Um estudante de Campinas (SP) teve a bolsa integral do Programa Universidade para Todos (Prouni) negada após a instituição de ensino considerar como renda as movimentações bancárias da mãe relacionadas a plataformas de apostas online. O candidato afirma que os valores não representam acréscimo patrimonial, mas depósitos e saques ligados aos jogos, e busca reverter a decisão na Justiça.
Após ser pré-selecionado para cursar Psicologia com bolsa integral em uma unidade da UNIP, Eduardo Luvizetto dos Santos teve o benefício negado durante a análise socioeconômica. Segundo a universidade, os documentos apresentados mostram entradas recorrentes de valores vinculadas a apostas online e, pela legislação tributária, prêmios podem ser considerados renda.

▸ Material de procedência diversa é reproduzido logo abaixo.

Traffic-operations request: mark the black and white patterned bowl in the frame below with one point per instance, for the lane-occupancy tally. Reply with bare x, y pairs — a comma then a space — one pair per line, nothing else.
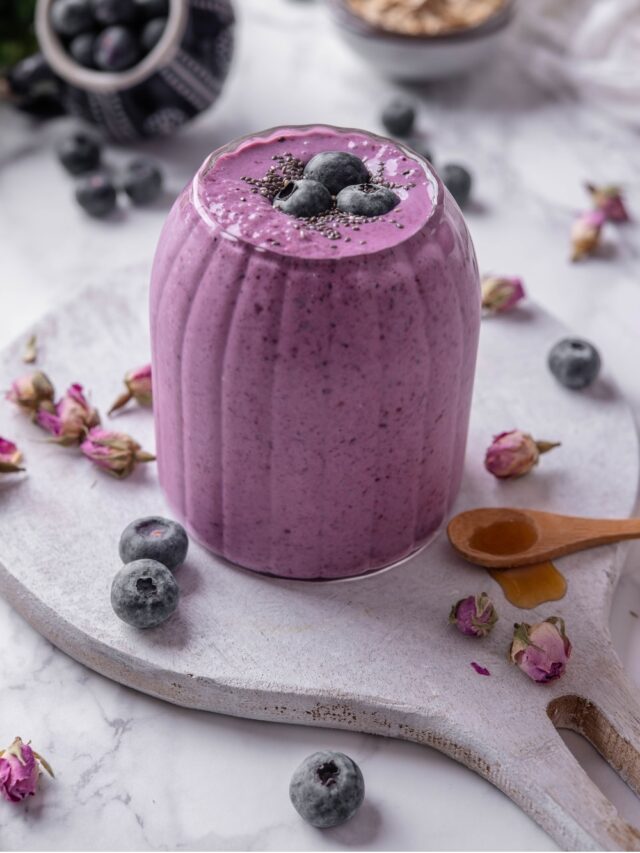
179, 78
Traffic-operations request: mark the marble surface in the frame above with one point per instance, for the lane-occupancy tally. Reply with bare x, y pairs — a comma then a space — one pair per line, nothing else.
134, 773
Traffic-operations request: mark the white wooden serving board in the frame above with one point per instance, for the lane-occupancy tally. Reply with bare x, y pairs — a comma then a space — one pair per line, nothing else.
376, 654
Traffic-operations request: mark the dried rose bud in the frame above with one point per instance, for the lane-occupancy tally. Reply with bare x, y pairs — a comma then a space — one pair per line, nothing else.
585, 234
138, 384
30, 354
500, 294
10, 457
31, 393
20, 771
542, 650
610, 201
474, 616
72, 419
115, 452
515, 453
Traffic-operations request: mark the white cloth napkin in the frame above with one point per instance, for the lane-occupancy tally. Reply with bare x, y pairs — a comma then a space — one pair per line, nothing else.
591, 45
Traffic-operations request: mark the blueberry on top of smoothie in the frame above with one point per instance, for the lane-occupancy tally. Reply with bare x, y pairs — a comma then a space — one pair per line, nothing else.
71, 17
367, 200
336, 170
303, 199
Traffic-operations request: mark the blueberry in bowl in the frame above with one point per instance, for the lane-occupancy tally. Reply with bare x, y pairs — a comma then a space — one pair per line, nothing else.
137, 68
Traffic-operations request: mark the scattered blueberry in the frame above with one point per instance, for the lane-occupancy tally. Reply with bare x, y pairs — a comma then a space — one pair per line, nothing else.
82, 49
96, 194
155, 538
458, 181
147, 9
71, 17
336, 170
144, 593
142, 181
327, 789
109, 12
31, 75
366, 200
427, 153
575, 363
303, 198
35, 88
116, 49
79, 153
152, 33
398, 117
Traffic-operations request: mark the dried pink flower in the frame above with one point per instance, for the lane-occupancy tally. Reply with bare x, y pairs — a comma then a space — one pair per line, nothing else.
610, 201
10, 457
474, 616
72, 419
515, 453
585, 234
500, 293
31, 393
541, 651
20, 771
115, 452
138, 382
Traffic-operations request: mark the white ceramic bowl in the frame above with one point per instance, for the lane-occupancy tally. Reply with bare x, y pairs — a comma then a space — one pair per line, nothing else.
421, 58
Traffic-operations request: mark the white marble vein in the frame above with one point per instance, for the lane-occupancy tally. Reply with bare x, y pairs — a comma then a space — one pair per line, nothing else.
133, 773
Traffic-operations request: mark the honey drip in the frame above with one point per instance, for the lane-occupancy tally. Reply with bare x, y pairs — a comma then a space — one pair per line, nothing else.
529, 586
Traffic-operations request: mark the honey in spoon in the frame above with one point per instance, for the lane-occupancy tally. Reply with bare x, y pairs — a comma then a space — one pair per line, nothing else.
528, 586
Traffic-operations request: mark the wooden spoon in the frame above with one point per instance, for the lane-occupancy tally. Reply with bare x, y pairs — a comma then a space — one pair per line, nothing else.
502, 538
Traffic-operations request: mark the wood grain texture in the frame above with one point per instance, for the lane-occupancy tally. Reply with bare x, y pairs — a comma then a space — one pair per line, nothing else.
554, 535
374, 655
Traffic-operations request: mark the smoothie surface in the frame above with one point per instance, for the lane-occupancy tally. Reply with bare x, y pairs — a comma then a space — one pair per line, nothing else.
227, 193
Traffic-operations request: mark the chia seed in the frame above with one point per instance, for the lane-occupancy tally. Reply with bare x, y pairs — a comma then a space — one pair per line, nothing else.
288, 168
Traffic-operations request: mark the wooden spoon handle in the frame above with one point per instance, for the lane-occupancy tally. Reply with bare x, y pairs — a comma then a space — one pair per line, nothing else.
591, 532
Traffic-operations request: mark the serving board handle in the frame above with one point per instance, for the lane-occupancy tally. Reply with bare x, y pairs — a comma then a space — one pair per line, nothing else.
563, 799
531, 764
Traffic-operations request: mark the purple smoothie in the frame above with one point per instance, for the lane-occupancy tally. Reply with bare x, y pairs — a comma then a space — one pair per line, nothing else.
312, 381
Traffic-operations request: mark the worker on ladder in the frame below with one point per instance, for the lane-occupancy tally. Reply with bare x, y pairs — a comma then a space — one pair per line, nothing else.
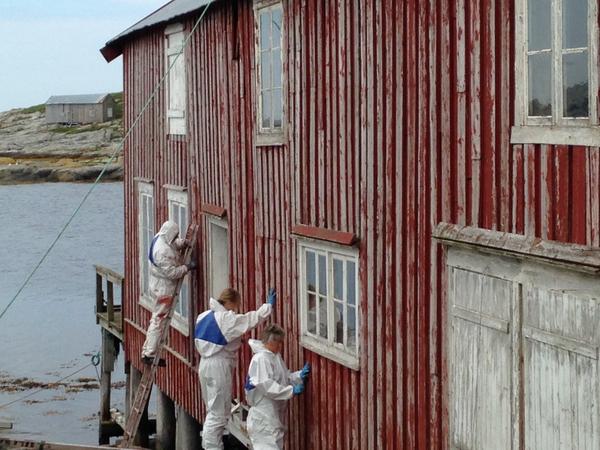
166, 268
218, 335
269, 385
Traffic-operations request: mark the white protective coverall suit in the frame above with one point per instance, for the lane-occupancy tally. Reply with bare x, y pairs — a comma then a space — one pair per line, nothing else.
218, 336
268, 388
166, 269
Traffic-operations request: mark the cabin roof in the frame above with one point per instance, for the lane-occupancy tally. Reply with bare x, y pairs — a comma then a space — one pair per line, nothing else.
85, 99
173, 10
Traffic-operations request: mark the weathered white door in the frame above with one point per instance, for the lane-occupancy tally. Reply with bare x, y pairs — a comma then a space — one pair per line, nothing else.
561, 337
481, 361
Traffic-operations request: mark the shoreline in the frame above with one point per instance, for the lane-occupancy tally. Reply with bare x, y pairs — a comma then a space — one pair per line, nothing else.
25, 174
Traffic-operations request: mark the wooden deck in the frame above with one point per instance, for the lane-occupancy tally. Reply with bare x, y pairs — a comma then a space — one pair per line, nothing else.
114, 326
108, 313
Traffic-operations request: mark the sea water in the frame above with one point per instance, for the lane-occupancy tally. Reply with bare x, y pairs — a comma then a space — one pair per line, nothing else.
50, 331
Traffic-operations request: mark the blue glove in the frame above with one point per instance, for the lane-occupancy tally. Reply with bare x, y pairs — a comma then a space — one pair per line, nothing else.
272, 298
305, 371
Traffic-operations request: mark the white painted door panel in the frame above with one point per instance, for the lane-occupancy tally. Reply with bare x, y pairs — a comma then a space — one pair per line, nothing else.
561, 370
481, 362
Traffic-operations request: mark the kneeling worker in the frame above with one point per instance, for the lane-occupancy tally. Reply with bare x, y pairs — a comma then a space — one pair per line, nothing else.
218, 338
166, 268
269, 386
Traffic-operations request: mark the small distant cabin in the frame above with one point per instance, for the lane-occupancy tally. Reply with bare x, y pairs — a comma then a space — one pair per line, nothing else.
89, 108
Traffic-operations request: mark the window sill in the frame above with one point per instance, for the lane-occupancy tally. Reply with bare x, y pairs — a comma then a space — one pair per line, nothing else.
329, 352
270, 139
180, 324
588, 136
343, 238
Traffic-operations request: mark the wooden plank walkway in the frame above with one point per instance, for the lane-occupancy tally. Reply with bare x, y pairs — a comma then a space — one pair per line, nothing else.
13, 444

O estudante afirma que a renda familiar permanece dentro do limite exigido pelo programa e que as movimentações na conta da mãe não representam salário, benefício ou ganho financeiro. Segundo ele, os registros são referentes a depósitos e saques em plataformas de apostas, além de operações de crédito relacionadas ao problema com jogos.
Especialistas em direito educacional ouvidos pela reportagem afirmam que movimentações bancárias podem servir como indício para análise da renda, mas, por si só, não caracterizam acréscimo patrimonial. Eles destacam que, no caso das apostas, é necessário verificar se houve lucro efetivo, e não apenas o volume de transações.

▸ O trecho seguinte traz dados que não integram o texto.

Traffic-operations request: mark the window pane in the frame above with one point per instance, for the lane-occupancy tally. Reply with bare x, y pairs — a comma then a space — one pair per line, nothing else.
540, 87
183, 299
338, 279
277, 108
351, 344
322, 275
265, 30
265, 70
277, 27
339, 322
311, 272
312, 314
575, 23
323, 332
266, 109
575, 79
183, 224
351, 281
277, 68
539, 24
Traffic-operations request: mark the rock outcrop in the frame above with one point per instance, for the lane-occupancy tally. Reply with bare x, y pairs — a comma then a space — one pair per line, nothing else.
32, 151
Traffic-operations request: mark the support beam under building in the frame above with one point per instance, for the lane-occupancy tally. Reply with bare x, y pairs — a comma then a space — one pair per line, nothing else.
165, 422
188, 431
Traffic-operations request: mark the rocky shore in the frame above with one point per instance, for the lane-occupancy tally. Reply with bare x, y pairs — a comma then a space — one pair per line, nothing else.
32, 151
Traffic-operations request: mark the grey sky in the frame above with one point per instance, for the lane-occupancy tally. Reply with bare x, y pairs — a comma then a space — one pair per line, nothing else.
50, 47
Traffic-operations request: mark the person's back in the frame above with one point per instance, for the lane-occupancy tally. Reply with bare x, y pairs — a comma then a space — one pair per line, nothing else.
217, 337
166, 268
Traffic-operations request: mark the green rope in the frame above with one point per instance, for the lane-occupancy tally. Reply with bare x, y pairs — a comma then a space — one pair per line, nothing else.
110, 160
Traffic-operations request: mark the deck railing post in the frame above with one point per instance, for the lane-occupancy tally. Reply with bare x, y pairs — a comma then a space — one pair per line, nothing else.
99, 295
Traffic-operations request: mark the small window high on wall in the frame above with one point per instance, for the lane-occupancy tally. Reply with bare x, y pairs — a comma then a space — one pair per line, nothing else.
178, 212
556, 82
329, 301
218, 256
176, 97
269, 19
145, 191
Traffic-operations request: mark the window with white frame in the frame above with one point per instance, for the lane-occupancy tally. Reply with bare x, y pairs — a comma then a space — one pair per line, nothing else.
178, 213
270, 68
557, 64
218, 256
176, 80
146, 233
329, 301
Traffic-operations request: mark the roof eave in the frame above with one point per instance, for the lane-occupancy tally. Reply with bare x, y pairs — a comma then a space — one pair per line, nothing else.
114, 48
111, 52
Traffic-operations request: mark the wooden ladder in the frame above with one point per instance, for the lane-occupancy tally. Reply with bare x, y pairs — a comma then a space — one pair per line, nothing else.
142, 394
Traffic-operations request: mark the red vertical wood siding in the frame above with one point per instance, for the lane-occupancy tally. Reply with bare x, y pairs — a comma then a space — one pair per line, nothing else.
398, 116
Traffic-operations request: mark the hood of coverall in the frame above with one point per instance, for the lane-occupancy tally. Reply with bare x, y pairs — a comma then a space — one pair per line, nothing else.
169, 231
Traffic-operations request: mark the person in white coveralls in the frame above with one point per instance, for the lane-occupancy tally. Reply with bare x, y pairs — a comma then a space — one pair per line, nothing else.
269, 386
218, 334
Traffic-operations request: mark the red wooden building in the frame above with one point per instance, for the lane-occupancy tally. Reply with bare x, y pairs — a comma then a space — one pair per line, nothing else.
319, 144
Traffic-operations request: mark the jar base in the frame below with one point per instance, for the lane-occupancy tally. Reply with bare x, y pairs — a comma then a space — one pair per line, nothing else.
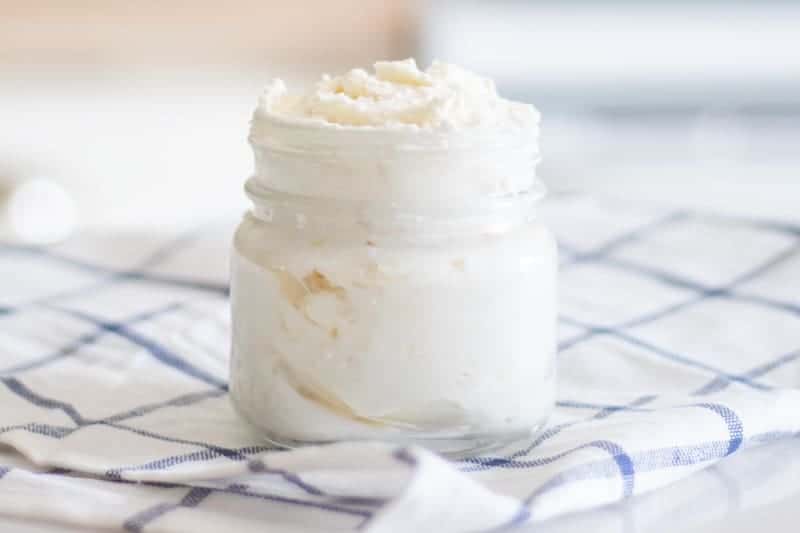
460, 447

Após ter um recurso administrativo negado, Eduardo pretende recorrer à Justiça para tentar reverter a decisão. Em nota, a UNIP informou que considerou como renda apenas as entradas recorrentes relacionadas às apostas, ressaltando que despesas e dívidas do grupo familiar não entram no cálculo da renda para o Prouni e que empréstimos não foram contabilizados como renda.